Manfred Trojahns wunderbar klare Handschrift wird nicht nur in diesem beweglichen, motorisch leichtgängigen “Wanderlied” augen- und ohrenfällig. Der Komponist erhebt in allen vier Abschnitten seines Klavierquartetts klassische Durchsichtigkeit zum allerersten Gestaltungsprinzip. Fast möchte man auf den ersten Blick meinen, einem viel älteren, vielleicht neoklassizistischen Werk gegenüberzustehen. Trojahns Musiksprache gründet auf klassische Tonerzeugung, kommt ohne Effekthascherei oder vordergründige, auf die Spitze getriebene Virtuosität aus und klingt dennoch frisch und unverbraucht.

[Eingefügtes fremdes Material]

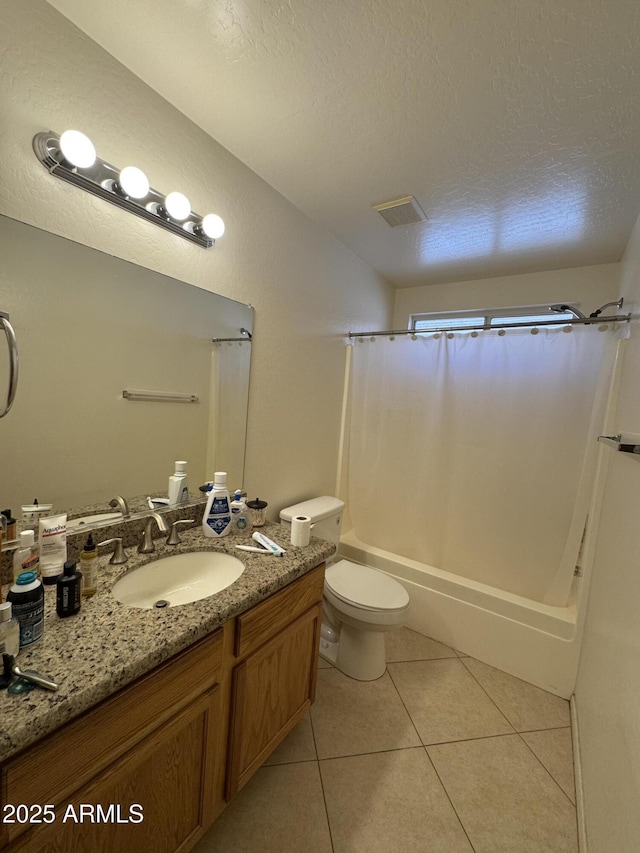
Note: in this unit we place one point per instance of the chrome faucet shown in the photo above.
(147, 546)
(121, 504)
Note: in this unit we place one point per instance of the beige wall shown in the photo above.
(608, 686)
(588, 287)
(306, 287)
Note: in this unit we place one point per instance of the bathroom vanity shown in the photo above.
(201, 695)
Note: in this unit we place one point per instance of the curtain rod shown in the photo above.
(611, 318)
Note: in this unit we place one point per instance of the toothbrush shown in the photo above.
(256, 550)
(263, 540)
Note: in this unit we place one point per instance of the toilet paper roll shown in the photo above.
(300, 530)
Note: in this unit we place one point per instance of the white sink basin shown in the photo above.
(179, 579)
(72, 523)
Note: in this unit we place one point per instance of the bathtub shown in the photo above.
(533, 641)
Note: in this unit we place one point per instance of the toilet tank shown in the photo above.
(325, 514)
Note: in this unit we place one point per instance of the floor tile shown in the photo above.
(445, 702)
(526, 707)
(506, 800)
(297, 746)
(404, 644)
(351, 717)
(281, 810)
(554, 748)
(390, 801)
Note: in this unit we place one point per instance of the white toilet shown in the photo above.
(360, 603)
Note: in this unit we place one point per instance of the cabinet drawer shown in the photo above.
(60, 764)
(269, 617)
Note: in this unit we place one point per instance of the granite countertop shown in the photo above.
(107, 645)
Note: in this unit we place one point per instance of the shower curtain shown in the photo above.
(475, 454)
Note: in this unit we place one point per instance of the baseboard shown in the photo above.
(577, 771)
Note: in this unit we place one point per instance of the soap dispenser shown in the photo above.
(241, 522)
(68, 590)
(216, 520)
(178, 487)
(89, 567)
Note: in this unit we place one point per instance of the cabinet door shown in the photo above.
(167, 780)
(271, 690)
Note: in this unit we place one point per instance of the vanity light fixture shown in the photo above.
(72, 157)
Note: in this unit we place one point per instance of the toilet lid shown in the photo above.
(365, 587)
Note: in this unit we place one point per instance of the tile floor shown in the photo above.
(442, 754)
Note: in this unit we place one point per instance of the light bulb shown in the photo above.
(177, 206)
(78, 149)
(133, 182)
(213, 226)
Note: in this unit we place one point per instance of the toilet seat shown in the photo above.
(365, 588)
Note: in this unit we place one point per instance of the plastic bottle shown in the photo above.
(9, 631)
(241, 522)
(26, 558)
(27, 599)
(178, 487)
(216, 520)
(68, 590)
(89, 567)
(11, 524)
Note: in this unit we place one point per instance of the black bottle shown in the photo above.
(68, 590)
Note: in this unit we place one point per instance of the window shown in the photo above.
(532, 314)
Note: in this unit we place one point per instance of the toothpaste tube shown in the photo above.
(267, 543)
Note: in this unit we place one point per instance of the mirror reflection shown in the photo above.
(90, 326)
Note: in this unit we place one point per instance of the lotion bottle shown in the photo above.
(216, 520)
(178, 487)
(68, 590)
(26, 558)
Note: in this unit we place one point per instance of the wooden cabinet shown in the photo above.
(158, 797)
(151, 767)
(275, 682)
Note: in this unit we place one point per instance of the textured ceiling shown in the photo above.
(515, 123)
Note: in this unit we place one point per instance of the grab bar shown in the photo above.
(7, 328)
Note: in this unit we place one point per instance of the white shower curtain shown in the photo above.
(469, 453)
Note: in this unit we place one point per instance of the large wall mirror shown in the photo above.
(90, 326)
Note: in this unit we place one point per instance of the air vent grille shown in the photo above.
(402, 211)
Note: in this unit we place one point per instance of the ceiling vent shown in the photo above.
(402, 211)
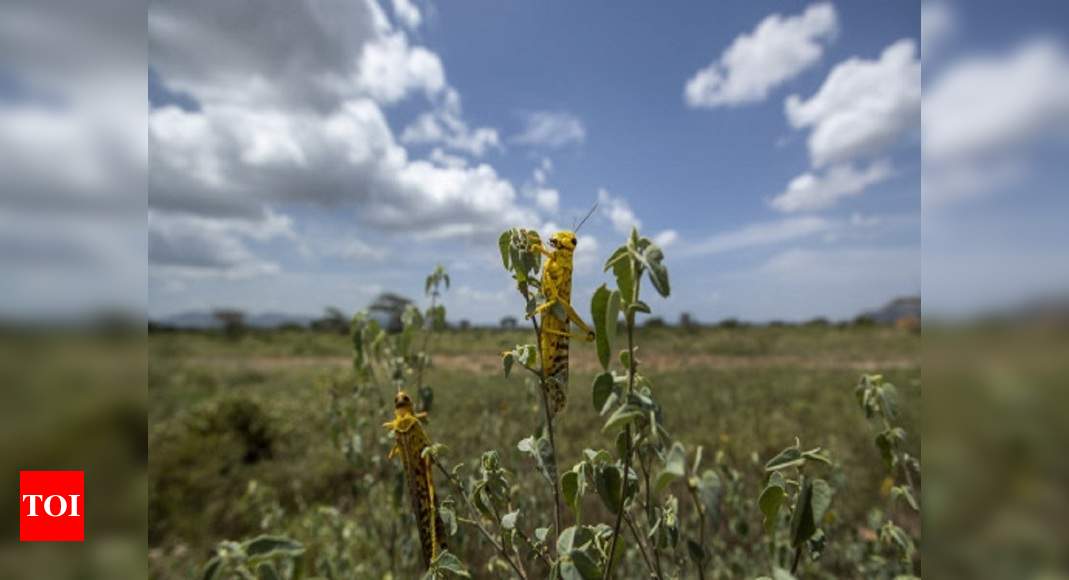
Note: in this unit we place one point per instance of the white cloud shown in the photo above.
(406, 13)
(989, 104)
(547, 199)
(307, 127)
(666, 238)
(74, 162)
(358, 250)
(190, 246)
(239, 53)
(389, 69)
(551, 129)
(936, 26)
(760, 234)
(779, 49)
(542, 172)
(618, 212)
(863, 108)
(447, 160)
(981, 114)
(446, 125)
(811, 191)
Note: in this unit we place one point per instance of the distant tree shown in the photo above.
(864, 320)
(232, 320)
(387, 310)
(334, 320)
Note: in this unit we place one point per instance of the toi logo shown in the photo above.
(51, 505)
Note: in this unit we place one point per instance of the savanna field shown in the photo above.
(266, 433)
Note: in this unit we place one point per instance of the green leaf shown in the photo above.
(697, 552)
(900, 491)
(266, 571)
(789, 457)
(504, 243)
(449, 519)
(447, 562)
(570, 488)
(624, 414)
(821, 500)
(541, 533)
(212, 568)
(624, 273)
(598, 307)
(817, 454)
(265, 546)
(802, 520)
(886, 444)
(888, 400)
(612, 317)
(675, 467)
(574, 538)
(639, 307)
(659, 273)
(608, 482)
(618, 255)
(602, 390)
(772, 499)
(579, 566)
(509, 520)
(508, 360)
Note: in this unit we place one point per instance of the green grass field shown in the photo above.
(223, 412)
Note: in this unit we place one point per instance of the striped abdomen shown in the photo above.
(556, 329)
(424, 501)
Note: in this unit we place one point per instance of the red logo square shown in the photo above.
(51, 505)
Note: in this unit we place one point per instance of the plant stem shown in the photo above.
(701, 531)
(548, 426)
(467, 501)
(427, 339)
(626, 434)
(649, 514)
(641, 548)
(798, 558)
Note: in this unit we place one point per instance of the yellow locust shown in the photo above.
(411, 440)
(556, 314)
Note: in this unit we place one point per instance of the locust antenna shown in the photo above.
(594, 206)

Der Instrumentalsatz ist in allen vier Stimmen und ganz besonders im Klavier transparent, konturenreich und ausgewogen; die drei Streicher und der Pianist sind gleichberechtigte Partner in einem gut verzahnten und prägnant gesetzten Stimmengeflecht. Zudem arbeitet Manfred Trojahn mit einer großen klanglichen Dynamik, und auch in Sachen Tempo schöpft der Komponist eine große Bandbreite aus. Daraus entstehen nicht erst im angesprochenen finalen “Wanderlied” musikalisch tiefenscharfe, ja sogar robust wirkende Bilder. Die einleitende Trauermusik für Christian Martin Fuchs, den Librettisten von Manfred Trojahns 2008 in der Dresdner Semperoper uraufgeführten Oper La grande magia, legt dafür ein ganz beredtes Zeugnis ab: Große Lautstärkedifferenzen, markante Akzente, gut konturierende Stimmdopplungen und eine ausgefeilte rhythmische Anlage ermöglichen dem Zuhörer einen ganz unmittelbaren und unverstellten, direkt erlebbaren Zugang zu diesem Klavierquartett.